Gate Theatre, London – until 11 March 2023
Receiving its UK premiere nine years after bursting onto the Off-Broadway theatre scene, Robert O’Hara’s multi-faceted, zesty, fierce chefs kiss of a play bowls in like the cheeky elder sibling of Michael R Jackson’s Pulitzer and Tony-winning A Strange Loop and this Broadway season’s succès d’estime Ain’t No Mo’.
All three pieces in turn owe a debt of gratitude to, and can trace a through line back to George C Wolfe’s 1986 The Colored Museum, epoch-making in its depiction of what it means to be Black in contemporary America. All four shows are essentially ambitious collages rather than traditional plays, and make their potent points with rollicking good humour, vibrant theatricality and moments of shock engineered explicitly to discomfort and wrongfoot their audiences.

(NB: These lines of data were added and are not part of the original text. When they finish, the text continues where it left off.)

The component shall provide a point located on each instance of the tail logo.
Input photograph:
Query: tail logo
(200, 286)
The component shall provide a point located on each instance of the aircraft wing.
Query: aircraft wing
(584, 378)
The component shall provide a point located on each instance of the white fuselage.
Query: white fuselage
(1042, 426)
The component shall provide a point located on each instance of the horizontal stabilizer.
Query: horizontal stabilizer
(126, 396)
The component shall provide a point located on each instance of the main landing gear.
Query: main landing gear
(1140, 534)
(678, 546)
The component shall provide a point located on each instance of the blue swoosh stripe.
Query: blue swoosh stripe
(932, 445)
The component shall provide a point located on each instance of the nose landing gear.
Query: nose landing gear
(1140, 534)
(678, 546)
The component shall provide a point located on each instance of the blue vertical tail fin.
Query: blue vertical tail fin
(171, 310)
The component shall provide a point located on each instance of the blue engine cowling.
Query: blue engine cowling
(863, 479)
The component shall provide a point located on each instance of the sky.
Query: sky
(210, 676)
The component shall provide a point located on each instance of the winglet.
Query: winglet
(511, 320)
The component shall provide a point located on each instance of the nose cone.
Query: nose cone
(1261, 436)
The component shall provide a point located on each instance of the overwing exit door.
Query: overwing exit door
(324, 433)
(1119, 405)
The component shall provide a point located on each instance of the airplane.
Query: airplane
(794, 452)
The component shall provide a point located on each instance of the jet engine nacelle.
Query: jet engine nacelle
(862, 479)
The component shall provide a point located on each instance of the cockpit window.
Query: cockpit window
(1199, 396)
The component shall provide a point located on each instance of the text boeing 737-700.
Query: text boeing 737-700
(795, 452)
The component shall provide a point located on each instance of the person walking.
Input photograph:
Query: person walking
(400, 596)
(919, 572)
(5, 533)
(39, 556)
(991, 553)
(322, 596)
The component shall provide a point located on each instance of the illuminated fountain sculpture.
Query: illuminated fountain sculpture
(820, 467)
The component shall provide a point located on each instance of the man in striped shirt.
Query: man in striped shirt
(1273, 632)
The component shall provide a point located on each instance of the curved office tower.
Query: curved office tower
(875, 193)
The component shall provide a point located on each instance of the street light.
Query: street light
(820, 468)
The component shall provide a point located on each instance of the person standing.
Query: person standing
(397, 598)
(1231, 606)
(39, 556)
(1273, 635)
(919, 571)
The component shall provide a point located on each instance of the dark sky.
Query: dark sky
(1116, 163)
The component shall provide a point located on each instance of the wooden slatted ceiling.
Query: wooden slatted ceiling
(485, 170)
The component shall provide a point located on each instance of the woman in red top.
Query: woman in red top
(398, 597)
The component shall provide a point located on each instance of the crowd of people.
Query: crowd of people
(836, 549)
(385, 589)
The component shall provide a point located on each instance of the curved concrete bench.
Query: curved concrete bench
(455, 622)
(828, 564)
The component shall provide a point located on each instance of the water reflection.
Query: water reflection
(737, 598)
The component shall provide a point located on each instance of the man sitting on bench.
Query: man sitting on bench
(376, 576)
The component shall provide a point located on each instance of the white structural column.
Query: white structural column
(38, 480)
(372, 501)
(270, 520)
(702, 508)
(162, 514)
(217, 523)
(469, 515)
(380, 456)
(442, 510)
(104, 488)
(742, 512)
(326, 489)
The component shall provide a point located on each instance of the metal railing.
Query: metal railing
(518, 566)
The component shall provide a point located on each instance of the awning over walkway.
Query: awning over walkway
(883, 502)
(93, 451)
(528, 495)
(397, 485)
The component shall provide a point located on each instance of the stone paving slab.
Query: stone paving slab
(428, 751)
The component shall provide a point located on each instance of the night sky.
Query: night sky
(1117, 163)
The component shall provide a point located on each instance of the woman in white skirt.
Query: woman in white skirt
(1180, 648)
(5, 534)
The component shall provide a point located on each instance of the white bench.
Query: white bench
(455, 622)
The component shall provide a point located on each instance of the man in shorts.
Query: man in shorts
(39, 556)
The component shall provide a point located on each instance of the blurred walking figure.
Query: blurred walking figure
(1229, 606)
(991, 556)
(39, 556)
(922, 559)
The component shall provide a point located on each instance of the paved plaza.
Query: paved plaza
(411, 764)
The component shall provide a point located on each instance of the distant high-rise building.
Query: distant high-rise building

O’Hara’s text, in common with Jackson’s masterpiece, also explores, with fabulous flamboyance, bracing intelligence and a willingness to chart dangerous waters, the intersection between being Black and gay. The result is something fiery, troubling, wildly entertaining, and occasionally impenetrable.
If Tristan Fynn-Aiduenu’s high-spirited staging initially seems to be intent on keeping us at one remove from the text by specifying neither the locations nor the scene titles the playwright provides (“Drinks And Desire”, “Conference”, “Ceremony”), and filling the open playing space with designer Milla Clarke’s vast, unadorned platform through, upon and around which, the variety of characters burst, sparkle and slay (the original production had multiple detailed sets), this abstract “less is more” approach eventually pays off.
For a start, the deliberate lack of specificity forces us to engage and listen, although that’s not easy at first: the acoustics of the Gate’s new Camden home aren’t the best, rendering significant portions of early parts of the show at best sixty percent intelligible, at least from where I was sitting. More importantly, it encourages the audience to use their imagination to fill in the blanks, and that, in tandem with bold performance choices, constant breaking of boundaries between cast and audience, and O’Hara’s extraordinary writing, freebasing between cerebral and outrageous, is where Bootycandy acquires its genuine power and specialness. If you don’t know what the title means, well…just you wait.
In a stroke of satirical brilliance, O’Hara binds together the bewilderingly disparate strands of the first half into a Black writers workshop, presided over by a blithely insensitive white moderator (“I’m wondering what you are hoping the audience comes away with after seeing your work?”), where it appears that everything we’ve so far seen has come from the pens of these people. It’s an intriguing, illuminating conceit that brings us up short.
Mainly though, Bootycandy is a splintered, meta-theatrical trawl, part celebratory, often brutal, through a variety of life experiences for Sutter, a Black gay Candide-like figure, seen in a variety of states and situations, ranging from questioning child to opinionated writer to sexual adventurer, that interrogate his place in the world and the way that this world perceives him. Prince Kundai, in a hauntingly impressive London stage debut, acutely charts Sutter’s progress from wide eyed innocence to hurt, rage, cynicism…it’s a hell of a role and it gets a hell of a performance. Kundai nails the comedy and the pain, and unflinchingly conveys Sutter’s dangerous edge alongside his cuddlier side, but is also unafraid to make the character fascinatingly unknowable when required. He’s a star in the making.
Just as inspired is Luke Wilson in a variety of roles, but especially joyous as a preacher whose audience-baiting sermon explodes in a riot of unexpected camp, and deeply touching as Sutter’s potty-mouthed and surprisingly switched-on Grandma. He’s worth the ticket price by himself. Roly Botha emerges as a thrilling shapeshifter, funny and chilling, and DK Fashola is a firecracker presence in a variety of roles, but nowhere better than as a mouthy, spicy maternal figure who attempts to shame Sutter into “manning up” in a scene that starts out as lethally funny but ends up just being lethal. At the performance I saw, assistant director Tatenda Shamiso was on with the script in place of an indisposed Bimpo Pachéco and was utterly fabulous, barely glancing at the script and matching the bravura of the other performances.
Exhilaratingly original and pleasingly ambitious in scope and execution, this is the theatrical equivalent to having a bucket of cold water thrown over you: it takes you out of your comfort zone, it’s refreshing, a bit shocking and might leave you trembling. Enthusiastically recommended, this Bootycandy is sweet and salty.